“I know what it looks like when someone’s been practicing their technique in secret. I know what it sounds like when someone talks about ‘merely warming broth’ while they’re actually creating something that would make professional chefs weep with envy.”
He stared at her for a long moment, conflict flickering across his features like flames in a draft. The kitchen was silent except for the gentle bubble of whatever masterpiece he was creating and the distant sound of wind through the castle’s ancient bones.
“Why are you here?” he asked finally, his voice barely above a whisper.
“Couldn’t sleep.” She gestured vaguely back toward the corridor. “Thought I’d check on Sir Whiskerbottom, maybe steal some cheese if there was any lying around. Instead, I find you creating what smells like the most amazing thing I’ve encountered since arriving in this godforsaken century.”
“’Tis nothing special.”
“Don’t.”
The word came out sharper than she’d intended, and she saw him blink in surprise.
“Don’t you dare diminish what you’re doing. I’ve eaten at restaurants that charge two hundred dollars a plate and serve food that doesn’t smell half as good as whatever you’ve got going in that pot.”
Something raw and vulnerable flickered in his eyes before he could hide it behind his usual careful control. “You speak of things beyond imagining.”
“I speak of truth. Of talent that shouldn’t be hidden away like some shameful secret.” She reached out without thinking, her fingers closing around his wrist where he gripped the spoon. His skin was warm under her touch, and she felt the slight tremor that ran through him at the contact. “Show me.”
“Rachel...”
“Please.” The word came out softer than she’d intended, almost pleading. “I’ve spent my entire adult life writing about food, tasting dishes prepared by people who call themselves chefs but couldn’t season their way out of a paper bag. I can tell the difference between someone going through the motions and someone who actually understands what cooking means.”
He looked down at her hand on his wrist, and she saw his throat work as he swallowed. “It matters naught. I am no longer?—”
“You are exactly who you’ve always been.” Her grip tightened, willing him to understand. “Whatever they took from you, whatever they said about your honor or your worth—they can’t take this. They can’t take your skill, your knowledge, your passion. That’s still yours, will always be yours.”
The silence stretched between them, filled with the gentle sounds of simmering sauce and the rapid beat of her own heart. She could feel his pulse under her fingers, quick and strong, and the way his breathing had gone slightly uneven.
“I have not... I have not cooked thus in many months,” he admitted finally, the words dragged out of him like confessions under torture. “Not since?—”
“Not since they broke your spirit along with everything else,” she finished gently. “I know. I understand.”
“Do you?” His free hand came up to cover hers where it rested on his wrist, his thumb tracing across her knuckles in a gesture so tender it made her breath catch. “Do you truly understand what ’tis like to lose everything that defined you? To have your very identity stripped away until you’re no longer certain who you are beneath the titles and expectations?”
The pain in his voice was so raw it made her chest ache. “Yes,” she whispered. “Maybe not in the same way, but... yes. I understand what it’s like to feel invisible. To pour your heart into something and have the world act like it doesn’t matter.”
He studied her face in the firelight, those winter-blue eyes searching for something she wasn’t sure she could give him. “Your food writings. In your land, they were not... appreciated?”

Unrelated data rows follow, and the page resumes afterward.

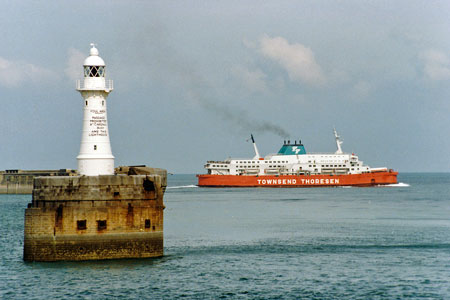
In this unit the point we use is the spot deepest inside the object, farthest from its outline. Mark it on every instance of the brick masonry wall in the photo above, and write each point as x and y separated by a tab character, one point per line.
95	217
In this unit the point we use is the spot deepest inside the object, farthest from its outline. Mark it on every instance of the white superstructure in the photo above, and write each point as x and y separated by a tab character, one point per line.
292	159
95	156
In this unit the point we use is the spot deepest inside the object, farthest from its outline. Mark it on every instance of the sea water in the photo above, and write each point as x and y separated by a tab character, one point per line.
388	242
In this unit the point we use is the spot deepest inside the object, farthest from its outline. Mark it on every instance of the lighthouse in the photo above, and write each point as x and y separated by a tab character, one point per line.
95	156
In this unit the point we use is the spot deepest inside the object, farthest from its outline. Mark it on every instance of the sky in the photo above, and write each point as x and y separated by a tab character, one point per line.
193	80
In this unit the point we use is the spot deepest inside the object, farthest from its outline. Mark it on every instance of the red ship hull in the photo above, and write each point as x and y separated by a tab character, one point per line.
365	179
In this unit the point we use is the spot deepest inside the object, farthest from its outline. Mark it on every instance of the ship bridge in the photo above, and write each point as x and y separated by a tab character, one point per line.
292	149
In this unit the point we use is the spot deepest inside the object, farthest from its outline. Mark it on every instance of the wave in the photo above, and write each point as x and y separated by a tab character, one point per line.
400	184
182	186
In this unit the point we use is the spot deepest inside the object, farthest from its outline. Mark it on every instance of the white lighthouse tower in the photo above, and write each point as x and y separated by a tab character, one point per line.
95	156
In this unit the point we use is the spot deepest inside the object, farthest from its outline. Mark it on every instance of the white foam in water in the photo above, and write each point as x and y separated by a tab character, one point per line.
400	184
182	186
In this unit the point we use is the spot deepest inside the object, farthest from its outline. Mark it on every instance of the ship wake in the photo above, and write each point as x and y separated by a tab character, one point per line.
182	186
400	184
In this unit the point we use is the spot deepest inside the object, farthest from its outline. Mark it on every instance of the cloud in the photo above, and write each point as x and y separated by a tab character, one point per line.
361	90
74	65
296	59
255	81
436	65
13	73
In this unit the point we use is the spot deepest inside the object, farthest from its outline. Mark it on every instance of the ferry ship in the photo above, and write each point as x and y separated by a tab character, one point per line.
292	166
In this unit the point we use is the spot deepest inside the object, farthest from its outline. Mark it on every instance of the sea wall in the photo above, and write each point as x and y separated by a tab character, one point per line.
21	181
95	217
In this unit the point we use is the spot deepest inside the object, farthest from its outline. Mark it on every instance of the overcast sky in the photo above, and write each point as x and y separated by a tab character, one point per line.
193	80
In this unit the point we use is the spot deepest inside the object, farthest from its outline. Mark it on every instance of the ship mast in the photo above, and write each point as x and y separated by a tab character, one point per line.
338	142
256	149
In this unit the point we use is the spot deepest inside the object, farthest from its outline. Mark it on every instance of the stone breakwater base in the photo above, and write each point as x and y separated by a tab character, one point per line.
95	217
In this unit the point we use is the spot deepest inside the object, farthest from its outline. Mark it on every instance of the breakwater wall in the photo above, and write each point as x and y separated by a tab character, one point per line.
21	181
96	217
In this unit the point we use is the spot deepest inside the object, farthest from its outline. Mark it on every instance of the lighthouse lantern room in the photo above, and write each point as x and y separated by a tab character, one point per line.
95	156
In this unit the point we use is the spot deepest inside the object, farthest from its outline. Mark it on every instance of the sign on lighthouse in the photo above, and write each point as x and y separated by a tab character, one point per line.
95	156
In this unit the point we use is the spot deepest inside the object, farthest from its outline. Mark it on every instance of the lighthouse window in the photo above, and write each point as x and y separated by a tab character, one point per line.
94	71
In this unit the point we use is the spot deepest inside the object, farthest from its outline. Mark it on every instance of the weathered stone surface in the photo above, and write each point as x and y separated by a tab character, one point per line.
95	217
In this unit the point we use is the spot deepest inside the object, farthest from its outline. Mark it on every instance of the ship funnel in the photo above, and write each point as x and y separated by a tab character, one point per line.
338	142
256	148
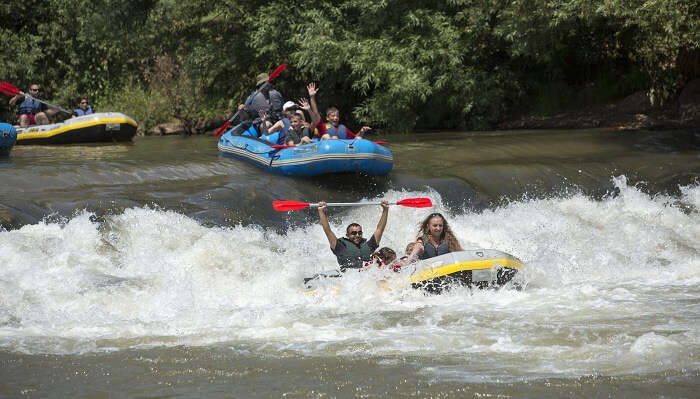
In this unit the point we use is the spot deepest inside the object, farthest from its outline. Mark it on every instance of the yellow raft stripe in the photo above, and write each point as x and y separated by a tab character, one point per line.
462	266
73	126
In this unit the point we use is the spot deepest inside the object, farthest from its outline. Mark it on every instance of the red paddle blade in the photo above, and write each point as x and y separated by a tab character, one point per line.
416	202
221	129
284	206
276	72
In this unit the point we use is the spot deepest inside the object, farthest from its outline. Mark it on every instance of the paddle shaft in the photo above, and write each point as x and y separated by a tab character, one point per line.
349	204
50	105
249	101
13	91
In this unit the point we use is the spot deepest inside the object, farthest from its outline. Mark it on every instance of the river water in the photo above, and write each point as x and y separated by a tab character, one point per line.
159	269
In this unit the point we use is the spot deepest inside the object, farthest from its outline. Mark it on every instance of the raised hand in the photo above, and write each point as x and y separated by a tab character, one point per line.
304	104
312	89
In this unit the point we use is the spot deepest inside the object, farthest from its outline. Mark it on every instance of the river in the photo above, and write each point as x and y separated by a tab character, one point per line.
159	269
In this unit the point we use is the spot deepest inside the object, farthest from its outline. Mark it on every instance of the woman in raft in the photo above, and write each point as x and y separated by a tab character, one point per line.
435	237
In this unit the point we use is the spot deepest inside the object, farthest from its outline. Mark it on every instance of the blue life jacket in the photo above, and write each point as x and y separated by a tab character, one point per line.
341	132
31	106
80	112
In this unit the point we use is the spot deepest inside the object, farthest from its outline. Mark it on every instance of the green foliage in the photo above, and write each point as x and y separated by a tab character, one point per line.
148	107
393	64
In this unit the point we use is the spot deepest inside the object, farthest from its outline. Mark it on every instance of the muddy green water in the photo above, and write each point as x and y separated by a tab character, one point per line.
158	269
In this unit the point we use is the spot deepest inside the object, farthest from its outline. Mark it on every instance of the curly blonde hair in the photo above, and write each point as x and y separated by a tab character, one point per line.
447	234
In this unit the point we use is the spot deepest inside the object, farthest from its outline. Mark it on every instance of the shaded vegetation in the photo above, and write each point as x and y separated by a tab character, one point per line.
389	63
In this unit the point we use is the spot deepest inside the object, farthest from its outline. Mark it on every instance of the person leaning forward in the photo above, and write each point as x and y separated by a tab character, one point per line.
267	99
353	250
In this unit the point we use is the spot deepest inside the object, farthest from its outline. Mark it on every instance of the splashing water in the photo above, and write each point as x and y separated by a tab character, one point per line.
611	286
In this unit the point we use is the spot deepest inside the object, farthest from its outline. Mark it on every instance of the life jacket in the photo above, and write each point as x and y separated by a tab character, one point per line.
282	138
245	128
341	132
429	251
80	112
30	106
353	257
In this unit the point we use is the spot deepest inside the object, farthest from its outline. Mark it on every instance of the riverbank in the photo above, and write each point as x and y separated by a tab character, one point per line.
634	112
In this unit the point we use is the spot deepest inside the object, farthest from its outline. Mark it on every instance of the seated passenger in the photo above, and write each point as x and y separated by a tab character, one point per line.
83	107
352	250
31	110
319	128
337	131
387	257
297	133
435	237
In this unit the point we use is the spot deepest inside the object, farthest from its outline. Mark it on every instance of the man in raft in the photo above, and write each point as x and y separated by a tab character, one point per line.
353	250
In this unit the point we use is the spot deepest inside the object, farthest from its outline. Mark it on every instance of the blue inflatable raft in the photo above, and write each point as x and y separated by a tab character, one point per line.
8	138
317	158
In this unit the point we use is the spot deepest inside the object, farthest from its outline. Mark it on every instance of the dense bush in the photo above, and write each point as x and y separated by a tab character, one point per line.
389	63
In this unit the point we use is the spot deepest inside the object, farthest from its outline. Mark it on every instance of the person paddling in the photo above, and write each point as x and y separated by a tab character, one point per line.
353	250
32	111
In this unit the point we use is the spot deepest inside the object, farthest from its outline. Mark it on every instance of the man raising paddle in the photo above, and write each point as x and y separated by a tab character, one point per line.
353	250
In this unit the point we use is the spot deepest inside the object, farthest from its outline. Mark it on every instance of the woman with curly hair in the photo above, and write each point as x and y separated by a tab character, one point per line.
435	237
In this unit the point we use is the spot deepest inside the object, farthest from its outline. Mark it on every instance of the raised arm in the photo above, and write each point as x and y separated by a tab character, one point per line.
382	222
332	239
263	126
304	104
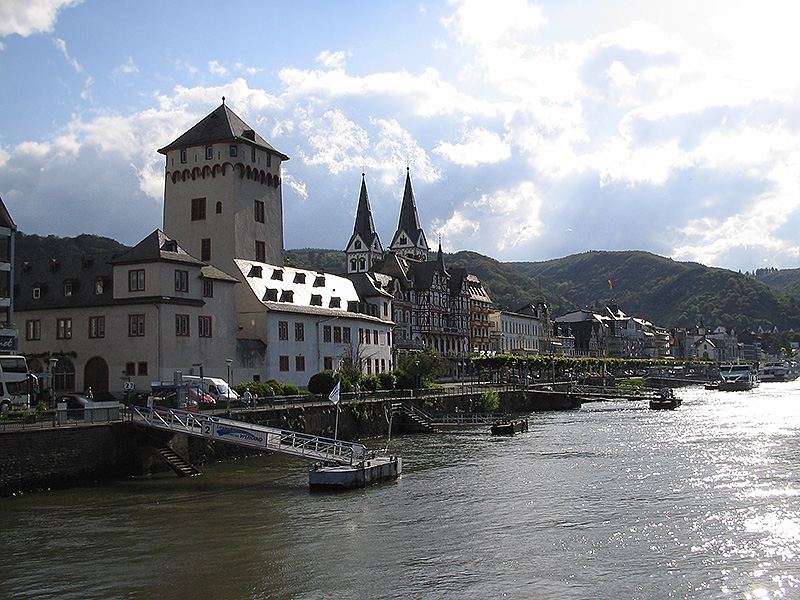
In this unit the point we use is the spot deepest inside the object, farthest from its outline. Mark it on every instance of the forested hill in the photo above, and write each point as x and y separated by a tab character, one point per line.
507	287
31	247
666	292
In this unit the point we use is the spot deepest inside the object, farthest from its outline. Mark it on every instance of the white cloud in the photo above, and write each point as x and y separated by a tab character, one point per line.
217	69
479	146
332	60
25	17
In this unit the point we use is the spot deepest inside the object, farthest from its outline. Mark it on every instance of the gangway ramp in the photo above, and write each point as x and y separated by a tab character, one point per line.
284	441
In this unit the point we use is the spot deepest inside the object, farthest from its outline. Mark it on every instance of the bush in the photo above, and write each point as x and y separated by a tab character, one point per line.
321	383
289	389
369	383
488	402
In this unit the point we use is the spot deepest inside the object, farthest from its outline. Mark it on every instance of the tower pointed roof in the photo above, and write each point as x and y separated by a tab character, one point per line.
221	125
364	225
409	220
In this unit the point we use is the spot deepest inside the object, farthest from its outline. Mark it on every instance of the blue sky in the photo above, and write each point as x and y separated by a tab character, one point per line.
532	130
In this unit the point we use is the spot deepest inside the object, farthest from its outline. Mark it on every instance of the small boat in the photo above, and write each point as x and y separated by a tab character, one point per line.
666	401
509	427
738	378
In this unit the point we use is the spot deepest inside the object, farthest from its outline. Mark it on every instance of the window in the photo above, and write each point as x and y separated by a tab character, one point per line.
181	280
64	329
33	329
97	327
182	325
135	325
136	280
204	326
198	209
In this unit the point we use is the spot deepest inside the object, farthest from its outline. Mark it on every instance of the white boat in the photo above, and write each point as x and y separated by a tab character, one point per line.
774	371
737	378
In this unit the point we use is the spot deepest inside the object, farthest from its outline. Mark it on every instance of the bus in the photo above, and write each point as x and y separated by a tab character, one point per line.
16	382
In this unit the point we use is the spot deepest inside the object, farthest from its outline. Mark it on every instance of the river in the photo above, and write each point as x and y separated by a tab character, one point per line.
613	501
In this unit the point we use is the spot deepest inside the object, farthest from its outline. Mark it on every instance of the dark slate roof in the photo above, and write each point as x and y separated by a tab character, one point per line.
409	219
157	246
50	275
364	226
221	125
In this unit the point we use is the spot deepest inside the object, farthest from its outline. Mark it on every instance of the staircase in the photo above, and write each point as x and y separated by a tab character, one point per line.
182	468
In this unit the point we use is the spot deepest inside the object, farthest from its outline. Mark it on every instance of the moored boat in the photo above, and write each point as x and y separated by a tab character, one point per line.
737	378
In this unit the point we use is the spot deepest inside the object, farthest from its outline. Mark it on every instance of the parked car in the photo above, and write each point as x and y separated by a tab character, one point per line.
76	405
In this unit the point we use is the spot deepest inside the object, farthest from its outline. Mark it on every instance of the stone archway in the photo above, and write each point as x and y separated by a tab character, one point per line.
95	376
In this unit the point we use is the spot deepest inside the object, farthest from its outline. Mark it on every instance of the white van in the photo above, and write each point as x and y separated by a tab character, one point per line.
214	387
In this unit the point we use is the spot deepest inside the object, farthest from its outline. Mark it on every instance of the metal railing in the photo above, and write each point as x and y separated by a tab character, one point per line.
284	441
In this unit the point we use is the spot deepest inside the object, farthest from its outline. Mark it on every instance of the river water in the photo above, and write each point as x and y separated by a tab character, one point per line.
613	501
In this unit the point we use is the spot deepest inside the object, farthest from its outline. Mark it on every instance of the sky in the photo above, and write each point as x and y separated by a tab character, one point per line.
531	130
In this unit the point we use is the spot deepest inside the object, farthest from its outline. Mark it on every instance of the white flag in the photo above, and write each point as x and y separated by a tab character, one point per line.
334	395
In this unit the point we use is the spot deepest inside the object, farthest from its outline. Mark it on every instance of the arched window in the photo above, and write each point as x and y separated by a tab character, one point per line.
64	376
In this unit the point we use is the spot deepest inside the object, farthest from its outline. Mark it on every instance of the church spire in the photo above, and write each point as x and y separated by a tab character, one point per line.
409	239
364	247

Rachel laughed, but it came out sharp and bitter. “Let’s just say that being a food critic in Kansas is like being a surf instructor in the desert. People tolerate you, but they’re not exactly lined up to hear what you have to say about the local Applebee’s.”
“Yet you continued.”
“Yet I continued.” She met his gaze steadily, seeing her own stubborn determination reflected in those impossible eyes. “Because sometimes the thing you love is worth doing even when the world doesn’t understand why it matters.”
Something shifted in his expression—surprise, recognition, and underneath it all, something that looked like hope trying to break free from behind his careful walls.
“The sauce,” she said softly, nodding toward the pot. “It’s going to burn if you don’t stir it.”
He blinked, seeming to remember where they were and what he’d been doing. His hand slipped from hers as he turned back to tend his creation, and she immediately missed the warmth of his touch. But she didn’t step away. Instead, she moved closer, close enough to feel the heat from the fire and from his body, close enough to watch the careful precision with which he worked.
“What’s in it?” she asked, genuinely curious now that she’d gotten past the shock of discovering him cooking in secret.
“Wine from the last good vintage in our cellars,” he said, his voice taking on a different quality as he spoke about his craft—warmer, more alive than she’d ever heard it. “Stock from the bones of yesterday’s capon. Garlic and parsley from the garden. And...” He hesitated, glancing at her sideways.
“And?”
“Verjuice,” he admitted, the word carrying the weight of confession. “The juice of unripe grapes. And saffron, though ’tis worth more than most men see in a year.”